We recognize that Novitsky enjoys the support of a family willing to assist him.  But the record shows that the district court twice told Novitsky, in no uncertain terms, that the court would execute his sentence for failure to follow the conditions of his probation.  A defendant’s failure to follow probation conditions, despite warnings of potential revocation, further indicates that the need for confinement outweighs policies favoring probation.  See Theel, 532 N.W.2d at 267.  We therefore conclude that the district court did not abuse its discretion in revoking Novitsky’s probation and executing the previously stayed sentence.


Novitsky also argues that the district court erred by imposing a double upward departure from the presumptive sentence for first-degree burglary.  He contends that under State v. Misquadace, 644 N.W.2d 65 (Minn. 2002), his plea agreement, standing alone, did not create the substantial and compelling circumstances necessary to justify a sentencing departure.

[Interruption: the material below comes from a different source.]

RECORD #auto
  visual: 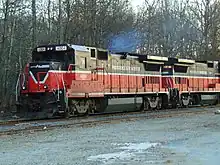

As a threshold matter, Novitsky failed to raise this issue at the probation-revocation hearing.  Generally, this court will not consider issues raised for the first time on appeal.  State v. Sorensen, 441 N.W.2d 455, 457 (Minn. 1989).  But even if properly raised, Novitsky’s argument fails on the merits.

Here, the district court, unlike the court in Misquadace, did not rely solely on the plea agreement when it imposed the upward durational departure.  Rather, the court cited the presence of Novitsky’s children during commission of the offense as the main reason for departure.  See State v. Profit, 323 N.W.2d 34, 36 (Minn. 1982) (noting that “committing the offense in front of the children was a particularly outrageous act and that while the children were not technically victims of the crime, they were victims in another sense”).  In the instant case, Novitsky’s children not only witnessed the burglary, but also struggled to take the knife away from him in an attempt to subdue him.  We conclude that these facts constitute substantial and compelling circumstances that justify the imposition of an upward durational departure.